Algunos primeros empleos apenas duran unas semanas de verano y se quedan en un simple ahorro para seguir estudiando. Otros primeros empleos, en cambio, acaban marcando toda una vida profesional, como es el caso de Terry Eagle, un británico que comenzó a trabajar en McDonald’s siendo adolescente y que acaba de cumplir 50 años vinculado a la compañía.
Su historia ha sido recogida por la revista estadounidense People, que relata cómo aquel trabajo a tiempo parcial terminó convirtiéndolo en propietario de varios restaurantes.
Uno de los primeros McDonald's
Eagle empezó en 1976, con apenas 15 años, en un establecimiento de Catford, al sureste de Londres. McDonald’s llevaba entonces muy poco tiempo funcionando en Reino Unido: la compañía había abierto su primer restaurante británico en Woolwich solo dos años antes. Sus primeras tareas fueron las habituales de cualquier miembro del equipo: desde atender a los clientes hasta trabajar en caja y preparar los pedidos.
Su progresión, sin embargo, fue rápida. Cuatro años después ya había sido ascendido a gerente, con 19 años. A partir de ahí decidió continuar desarrollando su carrera dentro de la cadena y acabó solicitando convertirse en franquiciado.
Una pequeña red
El siguiente gran paso llegó con la apertura de su primer McDonald’s en Camberwell, también en el sur de Londres. Con el paso de las décadas, aquel primer establecimiento se convirtió en una pequeña red empresarial: actualmente Eagle posee y gestiona seis restaurantes McDonald’s repartidos por el sur de la capital británica, según explica People.

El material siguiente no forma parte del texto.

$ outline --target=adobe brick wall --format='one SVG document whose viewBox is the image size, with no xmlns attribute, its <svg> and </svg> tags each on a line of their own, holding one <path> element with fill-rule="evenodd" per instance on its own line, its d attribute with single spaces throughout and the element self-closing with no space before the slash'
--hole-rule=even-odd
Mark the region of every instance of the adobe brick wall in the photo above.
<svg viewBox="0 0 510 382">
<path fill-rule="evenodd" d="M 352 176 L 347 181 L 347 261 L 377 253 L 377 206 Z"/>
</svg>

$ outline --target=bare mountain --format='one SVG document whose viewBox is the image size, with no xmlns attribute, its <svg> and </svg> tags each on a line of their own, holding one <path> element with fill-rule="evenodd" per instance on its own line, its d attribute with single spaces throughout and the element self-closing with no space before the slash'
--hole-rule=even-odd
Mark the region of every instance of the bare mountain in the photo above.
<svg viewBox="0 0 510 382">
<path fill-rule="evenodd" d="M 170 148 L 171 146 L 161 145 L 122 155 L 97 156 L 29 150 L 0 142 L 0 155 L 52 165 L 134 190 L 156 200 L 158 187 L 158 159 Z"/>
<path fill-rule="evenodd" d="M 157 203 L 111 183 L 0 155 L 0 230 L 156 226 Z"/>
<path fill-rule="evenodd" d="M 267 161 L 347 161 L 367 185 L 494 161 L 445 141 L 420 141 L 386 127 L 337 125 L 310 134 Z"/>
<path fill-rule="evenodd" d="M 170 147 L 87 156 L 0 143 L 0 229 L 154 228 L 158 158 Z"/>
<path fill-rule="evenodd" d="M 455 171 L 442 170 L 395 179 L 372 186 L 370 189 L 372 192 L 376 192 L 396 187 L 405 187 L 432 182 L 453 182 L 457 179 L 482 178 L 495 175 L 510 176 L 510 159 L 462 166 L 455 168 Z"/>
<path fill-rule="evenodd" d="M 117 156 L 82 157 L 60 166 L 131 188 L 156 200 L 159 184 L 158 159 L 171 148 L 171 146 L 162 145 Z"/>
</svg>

"Cuando empecé como miembro del equipo, nunca habría imaginado el camino que tenía por delante", ha explicado Eagle al celebrar el aniversario. A sus 65 años, asegura además que su manera de entender el negocio nunca se ha limitado únicamente a las cifras y que las personas han ocupado un lugar central en su trayectoria.

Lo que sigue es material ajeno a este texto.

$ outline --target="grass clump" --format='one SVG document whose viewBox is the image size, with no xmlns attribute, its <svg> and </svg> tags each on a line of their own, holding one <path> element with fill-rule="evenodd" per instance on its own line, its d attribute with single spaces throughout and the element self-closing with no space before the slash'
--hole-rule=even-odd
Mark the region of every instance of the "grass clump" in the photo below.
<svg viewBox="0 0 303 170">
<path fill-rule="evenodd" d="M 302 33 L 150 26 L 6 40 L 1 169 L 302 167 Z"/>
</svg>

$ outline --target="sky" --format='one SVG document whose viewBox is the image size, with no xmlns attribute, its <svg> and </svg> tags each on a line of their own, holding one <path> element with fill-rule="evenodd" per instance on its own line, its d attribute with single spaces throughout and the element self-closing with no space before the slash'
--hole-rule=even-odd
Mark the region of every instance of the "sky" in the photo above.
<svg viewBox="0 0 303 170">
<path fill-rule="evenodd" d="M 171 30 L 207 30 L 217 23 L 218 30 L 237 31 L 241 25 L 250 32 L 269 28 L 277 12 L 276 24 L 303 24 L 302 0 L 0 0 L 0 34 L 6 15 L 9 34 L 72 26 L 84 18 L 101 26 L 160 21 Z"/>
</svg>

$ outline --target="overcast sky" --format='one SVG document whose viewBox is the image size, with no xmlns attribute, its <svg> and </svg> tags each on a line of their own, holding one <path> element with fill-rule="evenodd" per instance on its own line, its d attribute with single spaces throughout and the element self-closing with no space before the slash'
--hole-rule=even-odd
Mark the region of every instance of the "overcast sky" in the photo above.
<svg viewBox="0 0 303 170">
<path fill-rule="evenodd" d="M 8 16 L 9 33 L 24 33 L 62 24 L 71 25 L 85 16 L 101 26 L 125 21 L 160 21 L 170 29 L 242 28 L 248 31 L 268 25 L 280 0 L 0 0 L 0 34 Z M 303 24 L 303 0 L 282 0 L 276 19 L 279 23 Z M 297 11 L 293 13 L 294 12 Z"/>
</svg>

Su historia dentro de McDonald’s también ha estado vinculada a diferentes iniciativas sociales. Según recoge la revista, Eagle ha promovido la contratación de personas con discapacidad y ha colaborado con la policía local en iniciativas destinadas a reducir la delincuencia. Esta implicación le ha valido un reconocimiento de la Metropolitan Police y tres premios parlamentarios.

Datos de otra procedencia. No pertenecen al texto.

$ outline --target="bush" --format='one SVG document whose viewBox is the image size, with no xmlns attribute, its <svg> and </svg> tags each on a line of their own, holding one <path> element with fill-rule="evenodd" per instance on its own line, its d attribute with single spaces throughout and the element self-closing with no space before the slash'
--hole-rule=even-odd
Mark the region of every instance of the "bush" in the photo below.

También ha trabajado con la organización Spiral para facilitar la incorporación de jóvenes al mercado laboral. A ello se suma su colaboración con Ronald McDonald House UK, para la que ha recaudado más de 200.000 dólares, además de participar en acciones destinadas a las familias alojadas en la casa de Camberwell.
El pasado julio, sus trabajadores le prepararon una celebración sorpresa por sus 50 años en McDonald’s en el restaurante de Brixton. Para la ocasión llevó una corbata que le había regalado Fred Turner, antiguo CEO de McDonald’s en Estados Unidos.